In the evolutionary history of prolamin genes, the loci of LMW-GS and HMW-GS as well as D-hordeins diverge earlier, at about 45.34 MYA. In relatively recent years, LMW-GS diverged with gliadins about 40.10–32.18 MYA. In fact, many reports have shown that some of the B group, most of the C and D group are the modified gliadins that have acquired the ability to participate in the formation of the glutenin polymers (Lew et al. 1992; D’Ovidio and Masci 2004). Cereal prolamins constitute a protein superfamily with limited sequence homology, of which the S-rich prolamins are the most abundant and structurally diverse. Comparative analysis demonstrated that the C-terminal domains of some LMW-GS as well as other cereal S-rich prolamins possess three conserved regions, called A, B and D (Kreis and Shewry 1989). This suggests that they have evolved by the triplication of a single short ancestral sequence. Various events, including SNPs and InDels variations have resulted in considerable diversity in prolamin structures. Past studies demonstrated that most deletions and insertions were probably caused by unequal crossing-over and slippage during replications. So far, LMW-GS as well as other prolamin genes have shown to lack introns that are generally considered as a primitive feature (Kreis and Shewry 1989), which may provide useful information for understanding the evolutionary relationships among plant genes. Particularly, the absence of typical N-terminal sequences of the LMW-i type subunits, probably resulted from deletions of DNA fragments and hence resulted in this variation form, may reflect its recent origin from a more ancient LMW-m or LMW-s type gene.

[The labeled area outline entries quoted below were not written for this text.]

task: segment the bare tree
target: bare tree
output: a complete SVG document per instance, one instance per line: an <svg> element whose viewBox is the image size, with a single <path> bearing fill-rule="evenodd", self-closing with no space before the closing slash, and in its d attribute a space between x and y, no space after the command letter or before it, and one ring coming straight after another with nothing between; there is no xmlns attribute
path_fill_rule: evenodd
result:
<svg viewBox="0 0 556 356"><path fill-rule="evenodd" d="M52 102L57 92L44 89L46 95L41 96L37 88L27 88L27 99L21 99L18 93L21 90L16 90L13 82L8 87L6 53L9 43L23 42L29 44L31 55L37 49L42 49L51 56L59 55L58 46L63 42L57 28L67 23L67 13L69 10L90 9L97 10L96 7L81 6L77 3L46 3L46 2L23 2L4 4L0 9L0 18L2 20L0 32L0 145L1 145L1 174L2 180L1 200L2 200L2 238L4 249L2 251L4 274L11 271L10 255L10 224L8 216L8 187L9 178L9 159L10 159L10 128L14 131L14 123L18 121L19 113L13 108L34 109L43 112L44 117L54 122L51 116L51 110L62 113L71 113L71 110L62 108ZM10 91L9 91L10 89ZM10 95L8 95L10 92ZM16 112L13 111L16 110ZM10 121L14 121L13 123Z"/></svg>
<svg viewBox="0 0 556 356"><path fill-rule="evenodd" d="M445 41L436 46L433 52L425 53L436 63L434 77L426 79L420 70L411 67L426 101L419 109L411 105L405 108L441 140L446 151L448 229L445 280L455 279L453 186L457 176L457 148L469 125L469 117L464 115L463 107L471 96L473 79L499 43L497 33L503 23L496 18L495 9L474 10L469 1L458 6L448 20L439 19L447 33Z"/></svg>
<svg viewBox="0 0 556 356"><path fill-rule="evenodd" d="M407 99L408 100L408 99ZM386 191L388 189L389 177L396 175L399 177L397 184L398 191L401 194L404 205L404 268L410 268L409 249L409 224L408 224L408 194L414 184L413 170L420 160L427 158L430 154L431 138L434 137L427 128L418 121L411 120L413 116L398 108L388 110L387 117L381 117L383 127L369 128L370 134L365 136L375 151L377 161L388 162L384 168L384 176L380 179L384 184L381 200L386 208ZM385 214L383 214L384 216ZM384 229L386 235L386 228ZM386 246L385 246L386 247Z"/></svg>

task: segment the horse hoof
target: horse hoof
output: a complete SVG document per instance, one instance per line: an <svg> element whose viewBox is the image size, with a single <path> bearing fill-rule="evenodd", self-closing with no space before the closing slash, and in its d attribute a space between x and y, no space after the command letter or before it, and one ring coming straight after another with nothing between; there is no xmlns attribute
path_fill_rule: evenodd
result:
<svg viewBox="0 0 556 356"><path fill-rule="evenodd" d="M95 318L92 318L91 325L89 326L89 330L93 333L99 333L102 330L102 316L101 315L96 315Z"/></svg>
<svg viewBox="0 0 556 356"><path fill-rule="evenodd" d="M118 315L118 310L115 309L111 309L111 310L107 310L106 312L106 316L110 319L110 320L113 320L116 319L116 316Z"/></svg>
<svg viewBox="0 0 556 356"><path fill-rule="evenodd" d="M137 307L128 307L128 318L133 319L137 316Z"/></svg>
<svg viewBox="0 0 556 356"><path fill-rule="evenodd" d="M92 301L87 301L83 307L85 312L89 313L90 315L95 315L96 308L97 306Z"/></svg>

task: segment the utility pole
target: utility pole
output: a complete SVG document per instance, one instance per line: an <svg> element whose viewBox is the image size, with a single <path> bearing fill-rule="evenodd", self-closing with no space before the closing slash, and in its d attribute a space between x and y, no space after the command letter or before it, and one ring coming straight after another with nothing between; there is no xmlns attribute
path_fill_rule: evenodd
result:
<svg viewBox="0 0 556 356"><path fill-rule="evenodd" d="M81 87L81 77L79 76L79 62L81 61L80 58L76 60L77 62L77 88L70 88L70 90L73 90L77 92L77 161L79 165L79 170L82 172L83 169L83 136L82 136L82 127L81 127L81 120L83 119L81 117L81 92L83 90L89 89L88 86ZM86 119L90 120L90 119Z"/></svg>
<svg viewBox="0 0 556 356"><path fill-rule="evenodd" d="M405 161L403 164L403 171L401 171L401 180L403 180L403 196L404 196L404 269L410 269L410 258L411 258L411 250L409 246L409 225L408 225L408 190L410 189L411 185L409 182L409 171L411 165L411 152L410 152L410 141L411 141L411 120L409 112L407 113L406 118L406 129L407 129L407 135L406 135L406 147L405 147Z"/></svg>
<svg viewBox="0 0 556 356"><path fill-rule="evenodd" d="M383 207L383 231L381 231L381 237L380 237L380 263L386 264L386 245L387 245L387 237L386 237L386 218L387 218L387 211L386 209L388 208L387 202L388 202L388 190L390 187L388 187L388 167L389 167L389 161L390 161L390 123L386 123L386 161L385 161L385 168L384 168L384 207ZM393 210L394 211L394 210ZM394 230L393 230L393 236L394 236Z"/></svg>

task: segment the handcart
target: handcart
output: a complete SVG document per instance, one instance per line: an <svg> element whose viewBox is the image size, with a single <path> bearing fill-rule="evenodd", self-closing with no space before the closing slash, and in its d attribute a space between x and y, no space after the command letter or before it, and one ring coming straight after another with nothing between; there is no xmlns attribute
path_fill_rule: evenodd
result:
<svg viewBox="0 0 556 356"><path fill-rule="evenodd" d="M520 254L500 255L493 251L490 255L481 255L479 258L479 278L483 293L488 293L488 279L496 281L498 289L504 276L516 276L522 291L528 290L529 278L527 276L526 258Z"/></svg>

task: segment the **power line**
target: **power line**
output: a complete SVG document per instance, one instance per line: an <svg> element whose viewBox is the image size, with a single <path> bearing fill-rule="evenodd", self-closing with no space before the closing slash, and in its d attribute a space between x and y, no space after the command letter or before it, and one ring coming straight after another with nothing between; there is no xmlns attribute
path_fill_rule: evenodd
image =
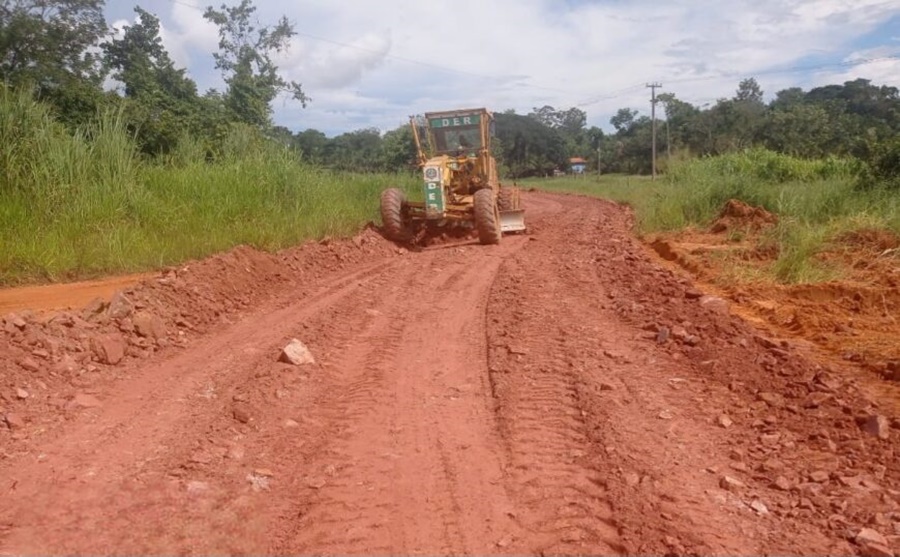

Recent studies have demonstrated that two LMW-GS genes (AY146588-1 and AY146588-2) in T. monococcum may be separated from each other by more than 150 kbp. Duplications and deletions of large fragments, probably due to illegitimate recombination have resulted in the differentiation of gene loci and the striking differences in the intergenic landscape between the Am and A genomes have revealed rapid genome divergence at orthologous LMW-GS loci (Wicker et al. 2003). In addition, their works also show that the wheat genome has undergone dramatic changes even in “recent” evolutionary times because of the various InDels present in T. monococcum. Therefore, the extensive variations in LMW-GS of cultivated einkorn and other wheat relatives may provide a rich gene source for improving hexaploid wheat quality properties.